A friend recently asked a question on her blog about why people look down on romance. I planned to give my opinion as a comment on her blog but, as sometimes happens with me, it turned into a long ramble that really needed its own space.
So, permission requested to (affectionately) state an alternative position, complete with weak analogies and personal preferences.
I think a disclaimer is called for here before I begin. Everybody should be allowed to read what they enjoy without judgement. Bottom line: peeps is peeps and there are no wrong answers. However, that said, I have my opinions.
First of all, I put my hand on my heart and state that I'm a genre person. After a long period reading sci-fi and fantasy, where I started to feel I'd already read the same story several times whenever I picked up something new, I branched out into chick-lit comedies, mysteries and thrillers and enjoyed them. In the same vein I tried to branch out into romance and literary fiction. With both I found myself unsatisfied.
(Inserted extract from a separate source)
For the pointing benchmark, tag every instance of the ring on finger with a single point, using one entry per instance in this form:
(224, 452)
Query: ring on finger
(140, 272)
In the case of the literary fiction I couldn't quite believe that I'd got to the end and still nothing had happened. I felt like I'd wasted x hundred pages waiting for them to get interesting and they never did. After a few experiences like that I shrugged my shoulders and moved on, having decided that clearly it went over my head and I would just stick with the populist stuff.
I was more surprised that I couldn't enjoy romances. In most of the books I had read in other genres, the romance and human interaction was what made the book for me. Yes, I wanted to know whether they saved the world or found the killer, but whether they got together was equally, if not more important to me. So why couldn't I enjoy a book where the getting together was the main theme and not the side plot?
The best way I can put it is to compare it to food. To me, eggs on hot buttered toast is delicious comfort food; one of those magic combinations. In an ill-considered flirtation with the South Beach diet a few years ago I tried to give up the toast and just eat the eggs. Within a week I was ready to kill someone if I saw another egg without bread. It just lacked everything that made the combination so appealing.
Romance is my egg; it just doesn't work on its own. That is not to say that it is impossible for me to enjoy a romance, ever, but I need more. Give me suspense, some action and adventure, or mystery, and I'll lap it up. Snuggle that romance up with a comedy, the way Jennifer Crusie does, and I'll beg for more. Combine it with fantasy or sci-fi? Well first of all, you'll have to be a superb writer because they are uneasy bedfellows. A bad sci-fi romance can set a new definition for bad, but do it well and I'll worship you. I have yet to see it, so if somebody can point me in the right direction that would be wonderful. Paranormal romance isn't it. That's just romance with added fangs, fur or ectoplasm (delete as necessary).
It occurs to me as I scribble that perhaps our problem is the labels. Why do stories have to be one thing or the other? Why does so much romance lack other content to make it interesting? I'd like to read more stories that challenge genre and open my reading experience up.
And just because snark is my nature and I can only suppress it for so long, I will say that good romance is my egg waiting for bread. In my dabbling in the genre I have read some terrible ones where both hero and heroine failed my 'do you want to push them both under a bus' test with honours. Please protect me from sappiness, plotless potboilers and TSTL (too stupid to live) protagonists, because even bread can't save some things.